Instruction
- Write a query to return the percentage of revenue for each of the following films:
film_id <= 10
by its category. - Formula:
revenue (film_id x) * 100.0/ revenue of all movies in the same category
. - The order of your results doesn't matter.
- Return 3 columns: film_id, category name, and percentage.
Table 1: category
Movie categories.
col_name | col_type -------------+-------------------------- category_id | integer name | text
Table 2: film
col_name | col_type ----------------------+-------------------------- film_id | integer title | text description | text release_year | integer language_id | smallint original_language_id | smallint rental_duration | smallint rental_rate | numeric length | smallint replacement_cost | numeric rating | text
Table 3: film_category
A film can only belong to one category
col_name | col_type -------------+-------------------------- film_id | smallint category_id | smallint
Table 4: inventory
Each row is unique, inventoy_id is the primary key of this table.
col_name | col_type --------------+-------------------------- inventory_id | integer film_id | smallint store_id | smallint
Table 5: payment
Movie rental payment transactions table
col_name | col_type --------------+-------------------------- payment_id | integer customer_id | smallint staff_id | smallint rental_id | integer amount | numeric payment_ts | timestamp with time zone
Table 6: rental
col_name | col_type --------------+-------------------------- rental_id | integer rental_ts | timestamp with time zone inventory_id | integer customer_id | smallint return_ts | timestamp with time zone staff_id | smallint
Sample results
film_id | category_name | revenue_percent_category ---------+---------------+-------------------------- 1 | Documentary | 0.87183937479845975834 2 | Horror | 1.4218786097664498 3 | Documentary | 0.89815815929740700696 4 | Horror | 2.4652522202582108 5 | Family | 1.2276180943524362
Expected results
Solution postgres
WITH movie_revenue AS (
SELECT
I.film_id, SUM(P.amount) revenue
FROM payment P
INNER JOIN rental R
ON R.rental_id = P.rental_id
INNER JOIN inventory I
ON I.inventory_id = R.inventory_id
GROUP BY I.film_id
),rev_percentage AS (
SELECT
MR.film_id,
C.name category_name,
revenue * 100.0 / SUM(revenue) OVER(PARTITION BY C.name) revenue_percent_category
FROM movie_revenue MR
INNER JOIN film_category FC
ON FC.film_id = MR.film_id
INNER JOIN category C
ON C.category_id = FC.category_id
)
SELECT * FROM rev_percentage
WHERE film_id <= 10
ORDER BY film_id
;
Explanation
This query is trying to analyze the percentage of movie revenue for each category of films.
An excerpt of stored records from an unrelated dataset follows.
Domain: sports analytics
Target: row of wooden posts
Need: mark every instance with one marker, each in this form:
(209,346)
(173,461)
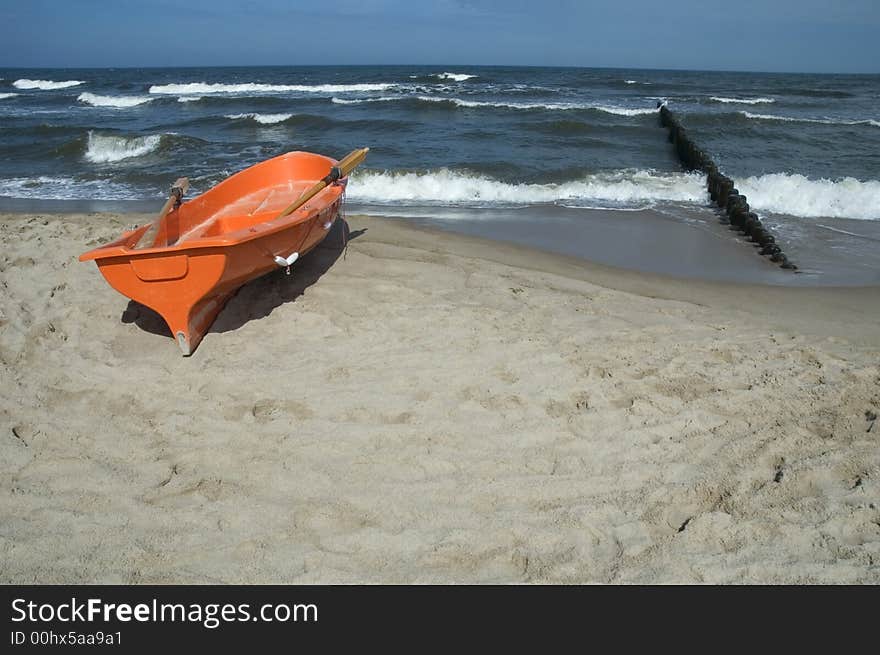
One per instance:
(737,212)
The first part of the query creates a temporary table called `movie_revenue` that sums up the total revenue for each movie by joining the `payment`, `rental`, and `inventory` tables.
The second part of the query creates another temporary table called `rev_percentage` that calculates the percentage of revenue for each movie within its corresponding category. It does this by joining the `movie_revenue` table with the `film_category` and `category` tables, and then using the `SUM()` function with the `OVER()` clause to calculate the total revenue for each category.
Finally, the query selects all the columns from the `rev_percentage` table where the film_id is less than or equal to 10 and sorts the results by film_id.
Overall, this query helps a data analyst understand how movie revenue is distributed among different categories of films.